Multiclass SVM generalizations
multiclass support vector machine (SVM) seeks class-based potentials $f_y(\mathbf{x}_i)$ for each input vector $\mathbf{x}\in \mathcal{X}$ and class $y\in \mathcal{Y}$ so that the discriminant function $\hat{y}_f(\mathbf{x}_i)=\arg\max_{y} f_y(\mathbf{x}_i)$ minimize the misclassification errors, $loss_f(\mathbf{x}_i,y_i)=I(y_i\neq \hat{y}_f(\mathbf{x}_i))$
Empirical Risk Minimization
$$\min_f\mathbb{E}_{(\mathbf{x},y)\in P_{data}(\mathbf{x},y)}[loss_f(x,y)]$$
for Zero-one loss is NP-hard
hinge loss approximation
In the binary setting, $y_i\in \{-1,+1\}$ where the potential of one class can be set to zero($f_{-1}=0$) with no loss in generality, the hinge loss is defined as $[1-y_if_{+1}(x_i)]_+$.
Binary SVM
is an empirical risk minimizer using the hinge loss with $L_2$ regularization,
$$\min_{f_{\theta}}\mathbb{E}_{(\mathbf{x},y)\sim P_{data}(\mathbf{x},y)}[loss_{f_{\theta}}(\mathbf{x},y)]+\frac{\lambda}{2}||\theta||_2^2$$
Adversarial prediction games
The empirical training data is replaced by an adversarially chosen conditional label distribution $\check{P}(\check{y}|\mathbf{x})$ that must closely approximate the training data, but otherwise seeks to maximize expected loss, while an estimator player $\hat{P}(\hat{y}|\mathbf{x})$ seeks to minimize expected loss.

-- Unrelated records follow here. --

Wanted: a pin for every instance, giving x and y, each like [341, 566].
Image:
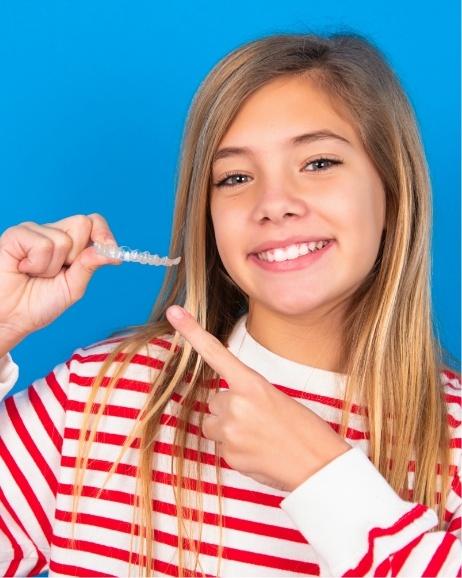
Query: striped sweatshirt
[343, 521]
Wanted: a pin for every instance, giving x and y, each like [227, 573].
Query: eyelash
[222, 182]
[331, 163]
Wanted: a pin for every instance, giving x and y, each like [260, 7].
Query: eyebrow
[297, 140]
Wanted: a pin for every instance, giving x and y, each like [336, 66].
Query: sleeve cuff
[337, 508]
[9, 372]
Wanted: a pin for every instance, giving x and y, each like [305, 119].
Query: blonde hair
[394, 359]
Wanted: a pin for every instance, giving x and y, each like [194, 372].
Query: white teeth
[280, 255]
[291, 252]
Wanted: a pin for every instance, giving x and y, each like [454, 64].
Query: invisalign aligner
[126, 254]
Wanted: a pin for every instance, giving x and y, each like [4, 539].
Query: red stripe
[67, 570]
[29, 443]
[17, 551]
[211, 519]
[26, 490]
[122, 383]
[455, 443]
[453, 399]
[166, 478]
[440, 556]
[400, 557]
[453, 422]
[102, 438]
[366, 562]
[246, 557]
[45, 419]
[455, 525]
[112, 410]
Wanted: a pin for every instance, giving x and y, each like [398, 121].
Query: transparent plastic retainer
[126, 254]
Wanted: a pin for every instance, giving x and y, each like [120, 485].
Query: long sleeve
[31, 424]
[359, 526]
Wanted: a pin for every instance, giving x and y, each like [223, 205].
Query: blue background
[93, 97]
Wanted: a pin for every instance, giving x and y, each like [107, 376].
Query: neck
[315, 340]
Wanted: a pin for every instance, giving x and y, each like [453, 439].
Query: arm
[359, 526]
[31, 432]
[355, 522]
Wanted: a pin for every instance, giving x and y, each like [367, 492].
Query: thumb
[78, 274]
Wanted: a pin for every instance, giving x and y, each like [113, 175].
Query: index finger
[84, 229]
[209, 348]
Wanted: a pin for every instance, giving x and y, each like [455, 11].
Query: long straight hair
[393, 360]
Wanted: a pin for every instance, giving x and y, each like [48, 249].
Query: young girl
[284, 411]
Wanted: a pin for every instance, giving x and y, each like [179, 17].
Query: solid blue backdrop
[93, 98]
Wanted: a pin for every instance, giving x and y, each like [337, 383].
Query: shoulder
[452, 388]
[137, 361]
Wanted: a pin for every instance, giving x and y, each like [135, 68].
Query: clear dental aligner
[127, 254]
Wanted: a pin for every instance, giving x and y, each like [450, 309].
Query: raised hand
[44, 269]
[261, 432]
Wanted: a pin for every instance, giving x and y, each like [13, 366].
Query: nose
[276, 203]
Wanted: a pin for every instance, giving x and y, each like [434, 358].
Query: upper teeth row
[291, 252]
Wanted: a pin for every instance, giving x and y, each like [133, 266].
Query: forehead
[284, 107]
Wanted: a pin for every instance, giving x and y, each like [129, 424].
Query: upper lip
[281, 244]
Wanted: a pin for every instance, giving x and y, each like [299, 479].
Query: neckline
[279, 370]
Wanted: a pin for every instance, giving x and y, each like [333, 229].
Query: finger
[83, 230]
[79, 274]
[27, 249]
[210, 349]
[46, 250]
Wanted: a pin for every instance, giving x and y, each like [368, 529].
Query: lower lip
[292, 264]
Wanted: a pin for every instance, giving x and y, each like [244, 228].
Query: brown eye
[321, 164]
[233, 180]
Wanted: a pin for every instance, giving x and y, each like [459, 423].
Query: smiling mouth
[291, 252]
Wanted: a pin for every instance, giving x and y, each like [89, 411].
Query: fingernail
[176, 312]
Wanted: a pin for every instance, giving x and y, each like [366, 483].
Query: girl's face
[297, 206]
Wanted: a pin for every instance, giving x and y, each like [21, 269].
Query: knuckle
[82, 223]
[213, 347]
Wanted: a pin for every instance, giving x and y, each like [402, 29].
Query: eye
[321, 164]
[233, 180]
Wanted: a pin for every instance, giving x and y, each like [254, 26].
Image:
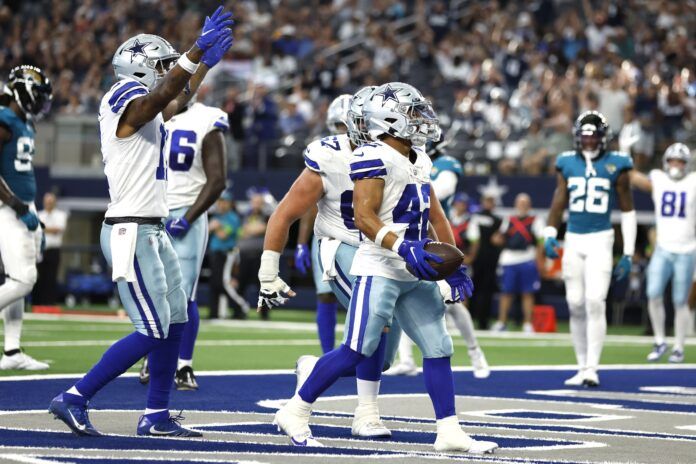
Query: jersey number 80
[589, 195]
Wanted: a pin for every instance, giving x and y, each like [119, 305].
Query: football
[451, 256]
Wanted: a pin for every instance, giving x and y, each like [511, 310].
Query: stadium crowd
[507, 78]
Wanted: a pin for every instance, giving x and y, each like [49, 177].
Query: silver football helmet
[145, 58]
[357, 131]
[676, 151]
[399, 110]
[337, 113]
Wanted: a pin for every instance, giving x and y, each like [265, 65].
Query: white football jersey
[185, 134]
[675, 211]
[405, 206]
[135, 166]
[331, 157]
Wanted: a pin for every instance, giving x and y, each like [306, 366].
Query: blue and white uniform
[444, 178]
[675, 219]
[19, 247]
[184, 147]
[136, 170]
[383, 288]
[334, 227]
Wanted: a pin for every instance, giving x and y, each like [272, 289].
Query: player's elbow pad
[629, 230]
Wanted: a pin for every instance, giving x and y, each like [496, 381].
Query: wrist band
[381, 233]
[186, 64]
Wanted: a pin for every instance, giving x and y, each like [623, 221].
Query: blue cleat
[169, 426]
[75, 416]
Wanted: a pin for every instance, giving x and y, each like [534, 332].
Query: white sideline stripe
[559, 367]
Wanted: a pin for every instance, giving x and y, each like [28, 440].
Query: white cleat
[294, 422]
[576, 380]
[367, 423]
[402, 369]
[591, 378]
[304, 367]
[22, 361]
[479, 363]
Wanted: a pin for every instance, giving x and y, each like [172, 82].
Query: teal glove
[623, 268]
[550, 247]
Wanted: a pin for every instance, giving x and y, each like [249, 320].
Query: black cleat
[185, 379]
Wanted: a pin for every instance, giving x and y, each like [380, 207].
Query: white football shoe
[21, 361]
[367, 423]
[303, 367]
[479, 363]
[402, 368]
[451, 437]
[293, 420]
[576, 380]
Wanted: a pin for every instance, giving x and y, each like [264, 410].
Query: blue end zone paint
[540, 415]
[242, 392]
[398, 436]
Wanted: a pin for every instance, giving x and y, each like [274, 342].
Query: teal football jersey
[16, 156]
[442, 164]
[591, 199]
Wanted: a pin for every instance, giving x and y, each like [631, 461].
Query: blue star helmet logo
[388, 94]
[137, 49]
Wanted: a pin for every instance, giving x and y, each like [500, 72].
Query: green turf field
[73, 346]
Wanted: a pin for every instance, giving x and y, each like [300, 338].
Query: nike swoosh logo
[77, 425]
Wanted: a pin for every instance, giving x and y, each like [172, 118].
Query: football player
[444, 178]
[392, 203]
[152, 78]
[26, 96]
[327, 304]
[197, 168]
[590, 180]
[674, 196]
[325, 183]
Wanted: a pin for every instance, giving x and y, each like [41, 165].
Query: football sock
[578, 332]
[462, 320]
[439, 382]
[116, 360]
[162, 362]
[13, 315]
[596, 331]
[326, 325]
[681, 326]
[406, 350]
[327, 370]
[188, 338]
[656, 310]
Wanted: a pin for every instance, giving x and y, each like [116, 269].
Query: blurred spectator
[224, 227]
[521, 237]
[46, 289]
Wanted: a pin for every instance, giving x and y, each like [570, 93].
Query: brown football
[451, 256]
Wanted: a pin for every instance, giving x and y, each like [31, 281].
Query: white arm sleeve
[445, 184]
[629, 228]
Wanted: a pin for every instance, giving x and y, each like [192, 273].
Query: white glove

For the zero-one loss, the prediction game is $$\min_{\hat{P}}\max_{\check{P}:\mathbb{E}_{P(\mathbf{x})\check{P}(\check{y}|\mathbf{x})}[\phi(\mathbf{x},\check{y})]=\tilde{\phi}}\mathbb{E}_{\tilde{P}(\mathbf{x})\hat{P}(\hat{y}|\mathbf{x})\check{P}(\check{y}|\mathbf{x})}[I(\hat{y}\neq \check{y})]$$